Una noche el mayordomo principal les pasó por debajo de la puerta una invitación formal a la fiesta que se celebraría en el jardín:

"El castillo mágico tiene el placer de invitarles a la velada que se celebra esta misma noche en el jardín oeste. Les prometemos una grata contemplación de fuegos y estrellas con truco de magia para finalizar el programa. No es necesario ir de etiqueta, pero sería un detalle de elegancia por su parte el que la señorita llevase puestos sus zapatos especiales."

Se encontraron en el hall principal, se sonrieron aunque no sabían si era martes o jueves y salieron juntos por la puerta del jardín oeste. En cuanto ella puso los pies en el suave césped, un ligero resplandor amarillo empezó a surgir entre la hierba con cada paso que  daba. Divertidos, siguieron el camino hasta llegar a un claro entre árboles mágicos que aplaudían la llegada de cada asistente. En el suelo, suaves y acogedoras mantas hechas con crin de unicornio daban la bienvenida a quien quisiera ocuparlas. En una de ellas se tumbaron, y esperaron el espectáculo.

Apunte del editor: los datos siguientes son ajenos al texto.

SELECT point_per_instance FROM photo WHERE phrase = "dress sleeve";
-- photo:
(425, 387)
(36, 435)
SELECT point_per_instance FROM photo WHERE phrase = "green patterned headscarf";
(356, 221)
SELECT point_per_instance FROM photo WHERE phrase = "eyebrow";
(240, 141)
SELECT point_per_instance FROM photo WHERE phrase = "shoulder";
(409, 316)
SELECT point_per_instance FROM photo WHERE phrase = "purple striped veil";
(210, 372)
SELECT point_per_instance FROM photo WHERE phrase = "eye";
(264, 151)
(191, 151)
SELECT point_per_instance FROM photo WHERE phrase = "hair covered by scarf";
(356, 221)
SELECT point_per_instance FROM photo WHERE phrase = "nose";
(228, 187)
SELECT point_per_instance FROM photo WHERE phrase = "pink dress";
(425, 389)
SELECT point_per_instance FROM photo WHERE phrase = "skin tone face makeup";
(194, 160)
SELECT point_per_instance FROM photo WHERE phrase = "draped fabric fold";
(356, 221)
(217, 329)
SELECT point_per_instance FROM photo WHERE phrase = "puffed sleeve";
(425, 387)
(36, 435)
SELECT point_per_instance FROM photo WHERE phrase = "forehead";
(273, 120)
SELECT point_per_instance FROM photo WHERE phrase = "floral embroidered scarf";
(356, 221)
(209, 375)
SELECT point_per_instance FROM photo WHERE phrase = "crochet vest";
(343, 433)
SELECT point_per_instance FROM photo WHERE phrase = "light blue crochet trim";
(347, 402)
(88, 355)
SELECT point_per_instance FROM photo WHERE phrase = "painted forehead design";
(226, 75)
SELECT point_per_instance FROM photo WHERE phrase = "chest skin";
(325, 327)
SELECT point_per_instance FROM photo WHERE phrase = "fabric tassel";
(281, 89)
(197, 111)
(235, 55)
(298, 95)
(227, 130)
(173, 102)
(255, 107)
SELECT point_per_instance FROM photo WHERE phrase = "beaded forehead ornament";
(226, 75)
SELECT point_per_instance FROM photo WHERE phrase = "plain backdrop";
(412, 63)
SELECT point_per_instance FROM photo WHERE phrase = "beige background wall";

El cielo se inundó de colores de nebulosa, de cúmulo globular, de aurora boreal; las constelaciones se pusieron la cara de sus mitos, incluso Casiopea sonrió a los invitados, Saturno danzó con su anillo como un derviche, Andrómeda giró sobre sí misma varias veces y se expandió como fuegos artificiales para volver a su espiral después... Cuando todo terminó, hogueras con fuegos de todos los colores del arco iris se encendieron a la vez.

Ellos creían que todo había terminado con aquellas hogueras, apoteósis de magia magistral, y se miraron encantados de haber podido asistir a algo así. Entonces, descubrieron los increíbles brillos del arco iris en las pupilas del otro y pensaron que aún seguía el castillo haciendo de las suyas. Sus rostros se acercaron hipnotizados por la belleza de sus miradas hasta que al final sus labios se tocaron.  Cerraron los ojos, dejaron de ver el fuego, los planetas, el jardín oeste y se besaron.

Cuando el beso terminó, sorprendidos, volvieron a mirarse. Entonces ella notó algo entre los labios,  que él retiró con los dedos. Era una pequeña estrella de mar de plata. Se rieron incrédulos y volvieron a besarse. Esta vez fue él quien deslizó entre los labios un nenúfar de plata.

Y así, cuando llegaron al castillo para recoger sus pertenencias y marcharse, llevaban los bolsillos cargados de magia: un delfín, un pez japonés, un corazón, una llave antigua, una muñequita...

Olvidaron cómo habían llegado, olvidaron para qué habían ido, pero siempre recordaron que entre ellos alguien había puesto magia.